- Hangul: 김갑순
- Hanja: 金甲淳
- RR: Gim Gapsun
- MR: Kim Kapsun

Art name
- Hangul: 동우
- Hanja: 東尤
- RR: Dongu
- MR: Tongu

Courtesy name
- Hangul: 순갑
- Hanja: 淳甲
- RR: Sungap
- MR: Sun'gap

= Kim Gap-sun =

Korean bureaucrat and slaver (1872–1961)

Kim Gap-sun (May 22, 1872 – 1961) was a Joseon bureaucrat and modern Korean businessman, politician, and realtor. He was a significant slaver and landowner in South Chungcheong Province during the Japanese colonial period.

In his early life he was successively Governor of Buyeo County (1902), Noseong County (1903–1905, 1907–1910), Gongju County (1906–1907, 1910), Kimhwa County (1908–1910), and Asan county (1910–1911). His art name was Sungap, and his courtesy name was Dongwu.

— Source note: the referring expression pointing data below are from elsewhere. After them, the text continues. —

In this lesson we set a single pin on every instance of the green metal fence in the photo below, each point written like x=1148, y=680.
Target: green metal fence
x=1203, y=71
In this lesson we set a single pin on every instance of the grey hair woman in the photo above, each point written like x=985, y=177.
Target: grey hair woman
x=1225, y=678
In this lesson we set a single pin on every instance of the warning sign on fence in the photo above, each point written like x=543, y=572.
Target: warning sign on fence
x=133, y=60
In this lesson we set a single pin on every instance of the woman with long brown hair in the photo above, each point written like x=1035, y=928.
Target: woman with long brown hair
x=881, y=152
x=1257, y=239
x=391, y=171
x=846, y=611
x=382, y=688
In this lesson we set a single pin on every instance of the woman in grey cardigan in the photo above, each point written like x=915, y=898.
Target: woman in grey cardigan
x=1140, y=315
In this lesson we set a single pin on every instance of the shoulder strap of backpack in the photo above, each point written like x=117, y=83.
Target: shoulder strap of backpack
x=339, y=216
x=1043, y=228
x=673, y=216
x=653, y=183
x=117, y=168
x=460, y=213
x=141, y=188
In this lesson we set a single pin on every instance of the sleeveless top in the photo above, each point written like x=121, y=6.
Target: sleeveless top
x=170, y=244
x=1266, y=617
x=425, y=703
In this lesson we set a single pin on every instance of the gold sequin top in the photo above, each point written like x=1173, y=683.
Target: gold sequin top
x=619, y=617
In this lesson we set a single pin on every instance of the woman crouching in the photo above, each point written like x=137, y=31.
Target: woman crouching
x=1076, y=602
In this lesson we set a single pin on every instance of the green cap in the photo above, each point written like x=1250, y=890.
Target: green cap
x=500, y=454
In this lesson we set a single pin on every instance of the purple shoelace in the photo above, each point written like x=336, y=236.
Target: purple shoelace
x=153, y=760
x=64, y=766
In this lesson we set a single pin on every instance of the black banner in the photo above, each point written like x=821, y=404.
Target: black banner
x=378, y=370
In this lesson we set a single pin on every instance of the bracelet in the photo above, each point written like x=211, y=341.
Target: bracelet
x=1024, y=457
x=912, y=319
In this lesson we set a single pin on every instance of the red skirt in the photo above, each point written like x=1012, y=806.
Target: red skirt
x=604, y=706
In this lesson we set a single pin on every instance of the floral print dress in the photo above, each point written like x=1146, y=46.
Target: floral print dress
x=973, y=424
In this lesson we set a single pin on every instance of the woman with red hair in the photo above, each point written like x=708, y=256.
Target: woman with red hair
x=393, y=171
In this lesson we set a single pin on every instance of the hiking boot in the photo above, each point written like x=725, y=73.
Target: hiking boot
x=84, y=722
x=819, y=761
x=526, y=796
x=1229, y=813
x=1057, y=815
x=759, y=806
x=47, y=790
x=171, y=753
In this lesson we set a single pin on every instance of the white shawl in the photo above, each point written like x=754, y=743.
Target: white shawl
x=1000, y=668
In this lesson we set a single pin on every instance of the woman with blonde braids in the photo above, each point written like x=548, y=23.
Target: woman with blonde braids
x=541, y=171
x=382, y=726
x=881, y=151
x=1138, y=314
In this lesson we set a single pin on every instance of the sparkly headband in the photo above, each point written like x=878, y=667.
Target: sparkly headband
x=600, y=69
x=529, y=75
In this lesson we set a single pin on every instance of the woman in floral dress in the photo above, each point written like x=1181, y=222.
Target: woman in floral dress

Each time he took office as county governor, the thing he was most interested in was real estate. For example, in the 1930s, the area of Daejeon-eup was 1,907,400m^{2} (578,000 pyeong), and the land owned by Kim Gap-sun was 220,000 pyeong. So, at that time, he owned close to 50% of the land in Daejeon.

After liberation, he was arrested and tried by the Special Investigation Committee on Anti-National Acts in January 1949, but was released on bail.